Hace años,
un familiar mío sufrió un grave problema de salud. Uno se queda impotente,
pasmado ante el inesperado revés. Durante el atardecer de uno de aquellos días,
salí a caminar solitario. No pensaba en nada, tampoco buscaba lamentarme, sólo
caminar. Seguí el paseo de calzada San Pedro. Miré el follaje de los árboles.

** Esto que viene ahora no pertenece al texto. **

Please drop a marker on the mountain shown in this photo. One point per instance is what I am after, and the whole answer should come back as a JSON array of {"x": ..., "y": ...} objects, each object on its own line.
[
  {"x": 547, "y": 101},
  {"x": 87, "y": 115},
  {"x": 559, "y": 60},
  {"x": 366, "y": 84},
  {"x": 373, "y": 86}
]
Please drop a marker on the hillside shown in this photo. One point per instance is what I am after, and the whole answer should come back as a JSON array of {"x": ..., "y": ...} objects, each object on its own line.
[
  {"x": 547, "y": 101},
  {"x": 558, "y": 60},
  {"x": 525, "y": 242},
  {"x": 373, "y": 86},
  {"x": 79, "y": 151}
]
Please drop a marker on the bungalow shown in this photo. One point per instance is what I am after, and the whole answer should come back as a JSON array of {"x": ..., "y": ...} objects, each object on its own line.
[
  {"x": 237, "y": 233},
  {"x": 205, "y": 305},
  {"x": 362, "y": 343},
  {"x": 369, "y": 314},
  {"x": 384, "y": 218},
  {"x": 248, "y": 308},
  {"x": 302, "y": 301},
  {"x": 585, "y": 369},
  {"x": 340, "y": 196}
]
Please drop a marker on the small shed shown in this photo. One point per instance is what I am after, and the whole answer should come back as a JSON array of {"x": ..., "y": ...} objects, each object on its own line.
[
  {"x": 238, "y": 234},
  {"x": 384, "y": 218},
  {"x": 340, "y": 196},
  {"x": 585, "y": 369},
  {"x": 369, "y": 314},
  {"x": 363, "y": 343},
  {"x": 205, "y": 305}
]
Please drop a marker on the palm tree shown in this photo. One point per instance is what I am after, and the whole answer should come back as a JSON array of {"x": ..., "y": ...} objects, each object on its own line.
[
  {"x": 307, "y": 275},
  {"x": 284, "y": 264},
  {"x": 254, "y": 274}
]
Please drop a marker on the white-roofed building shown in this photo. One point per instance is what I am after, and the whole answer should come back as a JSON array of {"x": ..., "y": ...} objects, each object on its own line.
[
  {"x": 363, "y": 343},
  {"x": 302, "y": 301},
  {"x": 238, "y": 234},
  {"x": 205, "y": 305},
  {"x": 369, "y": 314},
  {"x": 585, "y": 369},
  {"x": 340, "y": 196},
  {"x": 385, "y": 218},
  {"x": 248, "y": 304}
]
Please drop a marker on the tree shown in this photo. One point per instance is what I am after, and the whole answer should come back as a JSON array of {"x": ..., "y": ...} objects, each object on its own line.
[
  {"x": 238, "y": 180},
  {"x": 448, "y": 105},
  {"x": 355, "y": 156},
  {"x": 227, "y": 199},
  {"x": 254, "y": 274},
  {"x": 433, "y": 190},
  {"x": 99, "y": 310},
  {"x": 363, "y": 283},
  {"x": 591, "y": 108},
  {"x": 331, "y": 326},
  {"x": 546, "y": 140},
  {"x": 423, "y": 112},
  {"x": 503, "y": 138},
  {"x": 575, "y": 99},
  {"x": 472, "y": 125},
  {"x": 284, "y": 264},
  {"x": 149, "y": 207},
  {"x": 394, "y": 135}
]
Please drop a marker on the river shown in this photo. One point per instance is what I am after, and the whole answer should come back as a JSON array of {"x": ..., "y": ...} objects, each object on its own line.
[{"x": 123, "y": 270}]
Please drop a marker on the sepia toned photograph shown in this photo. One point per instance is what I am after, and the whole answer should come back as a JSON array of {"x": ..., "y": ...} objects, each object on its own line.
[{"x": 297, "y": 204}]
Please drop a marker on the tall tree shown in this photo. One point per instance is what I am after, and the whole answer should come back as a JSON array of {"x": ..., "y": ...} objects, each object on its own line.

Las sombras que se alargaban por el pasto. La banca donde platiqué por última
vez con mi tío, enfermo terminal. El bebedero donde sació su sed un amigo, días
antes de morir de un infarto. El escarpado donde me atreví, siendo muchacho, a
darle un beso a mi primera novia. Cada pasaje del pasado se agolpaba en mi
memoria, en una dulce sensación de irrealidad.
La
casualidad, el inconsciente, el destino –sinónimos de ese algo inexplicable –
me llevaron a la Iglesia de Fátima. Afuera, bajo los escalones del atrio,
estaba un cura delgado, entrado en años, de lentes grandes, con las manos
entrelazadas. Le pregunté si podía platicar con él. Su sonrisa me dio
tranquilidad. Cuando la tensión mina cuerpo y alma, lo que uno busca es un instante,
así sea breve, de paz: es nuestra ración de eternidad.
Ese fue el
principio de una buena amistad. De vez en cuando solía pasar a saludarlo. Un
día, inexplicablemente, dejé de hacerlo. Hay cosas de las que suelo
arrepentirme. Este cura es un hombre culto, jovial, pero detrás de la bonhomía
de su sonrisa está una voluntad rigurosa por el estudio: es un exégeta de la
Biblia; habrá quienes digan que el más profundo de estas tierras. No lo se. Lo
cierto es que me agradaba conversar con el hombre, no sólo con el ministro de
Dios: un ser humano que analiza las cosas desde un punto de vista práctico y,
al mismo tiempo, con un sentido trascendental.
Ayer me
enteré que Monseñor Juan José Hinojosa sufrió un grave accidente: una camioneta
cayó encima de su carro, de un carril superior. Monseñor está en cuidados
intensivos. Me duele conocer su mal estado de salud. Hoy, de madrugada, como
hace años, salí a caminar solitario a calzada San Pedro. Miré de nuevo la banca
donde platiqué por última vez con mi tío; el bebedero donde sació su sed mi
amigo difunto; el escarpado donde di mi primer beso. Terminé mi recorrido en
las escaleras del atrio de la iglesia de Fátima. Hoy no me encontré con el cura
delgado, entrado en años, de lentes grandes, con las manos entrelazadas. No
pude platicar con él. Espero hacerlo pronto. O más tarde. O algún día. Y
recobrar, así sea brevemente, aquella ración de eternidad.